番外編【アメリカへ】
【第四話】
ビルの悩みは深刻だった。
日本にひょっこりやってきたときも聞いた話だったけど、ここまで大事だとは思っていなかった。
日本に行きたいビルと大反対のおじさんが大喧嘩になり、家を出てきたという。
この摩擦は一筋縄ではいきそうにないみたいだ。
「だから、ここに、お世話なりますー」
正座をして頭を下げる。
わかったとうなずきそうになったところで、突然だまって聞いていた草原せんぱいが「ダメだ」とはねつけた。

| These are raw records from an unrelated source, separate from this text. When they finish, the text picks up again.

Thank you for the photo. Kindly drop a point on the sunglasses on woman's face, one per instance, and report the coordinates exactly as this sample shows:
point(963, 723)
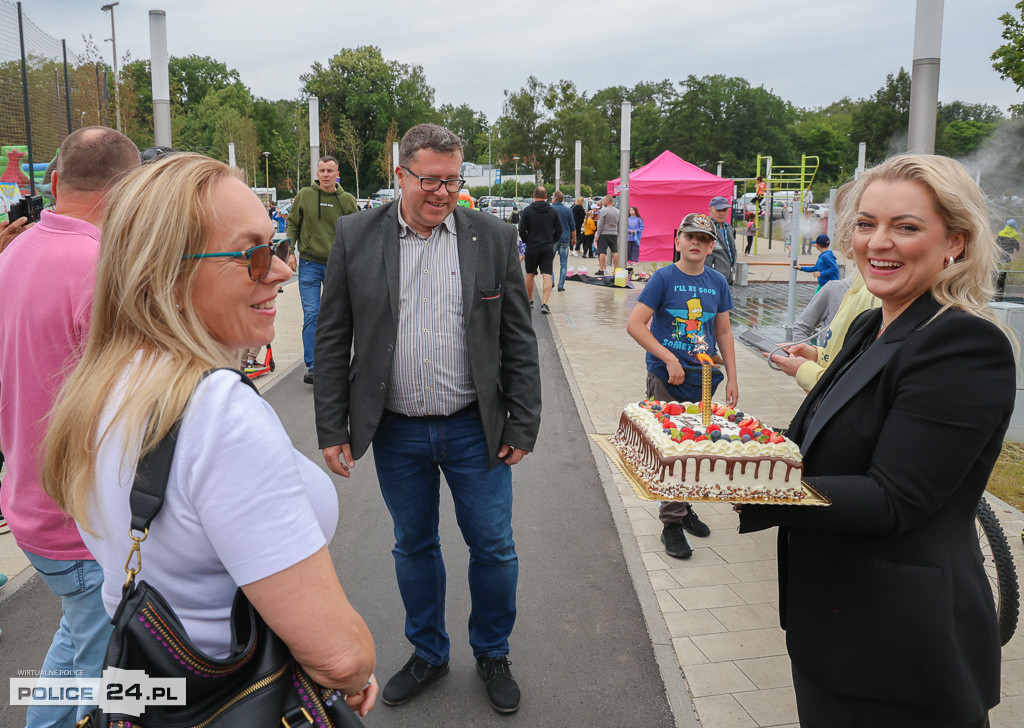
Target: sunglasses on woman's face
point(259, 258)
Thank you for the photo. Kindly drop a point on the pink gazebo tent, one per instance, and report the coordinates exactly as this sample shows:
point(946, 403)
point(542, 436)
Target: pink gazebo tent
point(664, 190)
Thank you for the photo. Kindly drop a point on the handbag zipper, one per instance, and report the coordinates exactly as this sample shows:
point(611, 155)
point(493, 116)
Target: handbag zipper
point(245, 693)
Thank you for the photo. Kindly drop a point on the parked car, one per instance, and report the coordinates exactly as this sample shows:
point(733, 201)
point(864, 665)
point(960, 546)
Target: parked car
point(742, 205)
point(500, 207)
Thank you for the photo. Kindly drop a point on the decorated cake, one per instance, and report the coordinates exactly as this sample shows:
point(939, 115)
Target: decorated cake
point(682, 453)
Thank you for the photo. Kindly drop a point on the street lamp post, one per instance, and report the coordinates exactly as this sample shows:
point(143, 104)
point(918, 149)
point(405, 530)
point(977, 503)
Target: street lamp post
point(266, 167)
point(114, 43)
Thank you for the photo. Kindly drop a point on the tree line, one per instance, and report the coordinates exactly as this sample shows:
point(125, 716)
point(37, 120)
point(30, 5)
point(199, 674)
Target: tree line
point(367, 101)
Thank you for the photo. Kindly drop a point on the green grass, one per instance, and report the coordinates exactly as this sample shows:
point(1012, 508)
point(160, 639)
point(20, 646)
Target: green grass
point(1008, 476)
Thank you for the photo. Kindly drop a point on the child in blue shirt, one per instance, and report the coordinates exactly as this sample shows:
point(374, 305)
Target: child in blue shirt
point(686, 306)
point(825, 268)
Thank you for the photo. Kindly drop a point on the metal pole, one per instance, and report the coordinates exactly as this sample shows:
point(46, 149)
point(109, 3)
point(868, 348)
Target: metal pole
point(579, 168)
point(114, 44)
point(830, 229)
point(394, 166)
point(313, 136)
point(797, 243)
point(64, 46)
point(161, 79)
point(925, 77)
point(624, 181)
point(266, 170)
point(25, 97)
point(769, 202)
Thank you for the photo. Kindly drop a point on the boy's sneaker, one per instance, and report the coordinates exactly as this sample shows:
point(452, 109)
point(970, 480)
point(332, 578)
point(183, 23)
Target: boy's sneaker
point(675, 542)
point(693, 524)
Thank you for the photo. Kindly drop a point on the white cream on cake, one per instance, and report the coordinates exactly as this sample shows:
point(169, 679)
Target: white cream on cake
point(679, 458)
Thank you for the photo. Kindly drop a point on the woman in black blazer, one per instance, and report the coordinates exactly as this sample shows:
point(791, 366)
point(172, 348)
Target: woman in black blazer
point(889, 615)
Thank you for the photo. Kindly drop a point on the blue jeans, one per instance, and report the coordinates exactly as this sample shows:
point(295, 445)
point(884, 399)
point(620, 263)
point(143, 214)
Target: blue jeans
point(310, 287)
point(410, 455)
point(563, 259)
point(79, 647)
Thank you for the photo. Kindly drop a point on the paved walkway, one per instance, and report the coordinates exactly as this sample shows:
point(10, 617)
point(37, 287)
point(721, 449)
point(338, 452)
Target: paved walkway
point(713, 618)
point(719, 607)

「あんたは日本に行きたいんだろ。だったら逃げてねえで、ちゃんと親父に説明しろよ。行きたい熱意を伝えろ」
草原せんぱいの言い分はもっともだ。ぼくもうなずいて同意した。
「そうだよ、ビル。おじさんもおじさんの考えがあるんだと思う。ちゃんと説明すればわかってもらえるよ」
「ムリですー、おやじ、この町、出たことがないから」
「だったらあきらめるんだな」
せんぱいの言葉にビルはだまりこむ。
「……ダメならマノを連れていけばいい」
「ぼく?」
「あの親父が信頼する日本人といったら、マノとお義母さんしかいないだろ」
草原せんぱいが「お義母さん」というのには引っ掛かったけど、確かに説得できるかもしれない。
「でもな、一番効果があるのは」
草原せんぱいはぼくにも聞こえないようにビルに耳打ちをした。
それを聞いたらしいビルは、膝の上に作った拳を決意するように振り下ろした。
「……わかりました。がんばってみますー!」
元気を取り戻したビルはパワフルだった。さっそく部屋を飛び出して、慌ただしく階段を駆け降りる音が響いた。

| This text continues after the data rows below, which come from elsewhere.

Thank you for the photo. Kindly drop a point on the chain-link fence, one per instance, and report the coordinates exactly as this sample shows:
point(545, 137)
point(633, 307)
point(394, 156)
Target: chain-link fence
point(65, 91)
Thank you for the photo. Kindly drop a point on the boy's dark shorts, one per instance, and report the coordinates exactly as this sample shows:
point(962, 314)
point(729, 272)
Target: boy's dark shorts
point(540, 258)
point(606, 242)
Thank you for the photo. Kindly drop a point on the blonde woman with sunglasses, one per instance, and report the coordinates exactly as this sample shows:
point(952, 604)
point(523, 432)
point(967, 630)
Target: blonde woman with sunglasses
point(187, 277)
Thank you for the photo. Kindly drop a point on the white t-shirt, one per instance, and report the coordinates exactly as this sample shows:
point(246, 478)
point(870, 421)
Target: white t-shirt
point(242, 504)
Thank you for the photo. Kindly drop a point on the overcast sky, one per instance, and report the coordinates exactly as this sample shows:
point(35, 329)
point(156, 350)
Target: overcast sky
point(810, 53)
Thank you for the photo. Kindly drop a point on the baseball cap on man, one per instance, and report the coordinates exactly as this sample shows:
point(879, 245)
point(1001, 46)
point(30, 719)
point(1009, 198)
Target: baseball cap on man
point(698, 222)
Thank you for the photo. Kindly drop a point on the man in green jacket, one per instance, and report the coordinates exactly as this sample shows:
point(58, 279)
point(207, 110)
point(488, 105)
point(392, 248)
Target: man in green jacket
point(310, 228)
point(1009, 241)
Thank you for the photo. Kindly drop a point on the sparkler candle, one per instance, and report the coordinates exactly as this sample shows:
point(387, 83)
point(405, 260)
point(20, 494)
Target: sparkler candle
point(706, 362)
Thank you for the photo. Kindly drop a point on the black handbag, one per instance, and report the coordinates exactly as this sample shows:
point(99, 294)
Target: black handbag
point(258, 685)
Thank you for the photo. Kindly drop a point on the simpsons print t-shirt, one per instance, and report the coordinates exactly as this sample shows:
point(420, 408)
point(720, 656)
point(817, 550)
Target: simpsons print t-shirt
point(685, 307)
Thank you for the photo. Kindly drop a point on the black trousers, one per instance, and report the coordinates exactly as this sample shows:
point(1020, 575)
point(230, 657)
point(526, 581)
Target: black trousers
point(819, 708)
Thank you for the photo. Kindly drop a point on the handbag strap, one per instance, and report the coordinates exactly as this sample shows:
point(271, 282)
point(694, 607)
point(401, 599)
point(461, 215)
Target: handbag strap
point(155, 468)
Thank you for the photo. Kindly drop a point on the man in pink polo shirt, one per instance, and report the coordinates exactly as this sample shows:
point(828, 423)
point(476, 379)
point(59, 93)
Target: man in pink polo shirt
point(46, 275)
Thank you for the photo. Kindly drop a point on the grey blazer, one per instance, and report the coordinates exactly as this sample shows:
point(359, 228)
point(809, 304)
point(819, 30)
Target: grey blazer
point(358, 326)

開けっ放しのドアを引くと、またせんぱいと二人だけの空間に戻る。
「ビルになんて言ったんですか?」
「内緒だ」
「せんぱいって案外、いい人ですね」
「『案外』か。かなりの間違いだろ。マノが他の男に抱き締められても許してるし、耐えてやってる」
草原せんぱいは瞼を落とし、唇を寄せてくる。
深くキスをすればするほどちょっとずつ押されて、背中にはベッドが迫っていた。
「ま、待って」
「これ以上待てるか」
上体を倒される。草原せんぱいはぼくの腰にまたがって顔の横に手をついた。
また唇をはさみ小さく吸った。
流されてしまおうかと考えたとき、「マノ!」とドアを開く人が現われたんだ。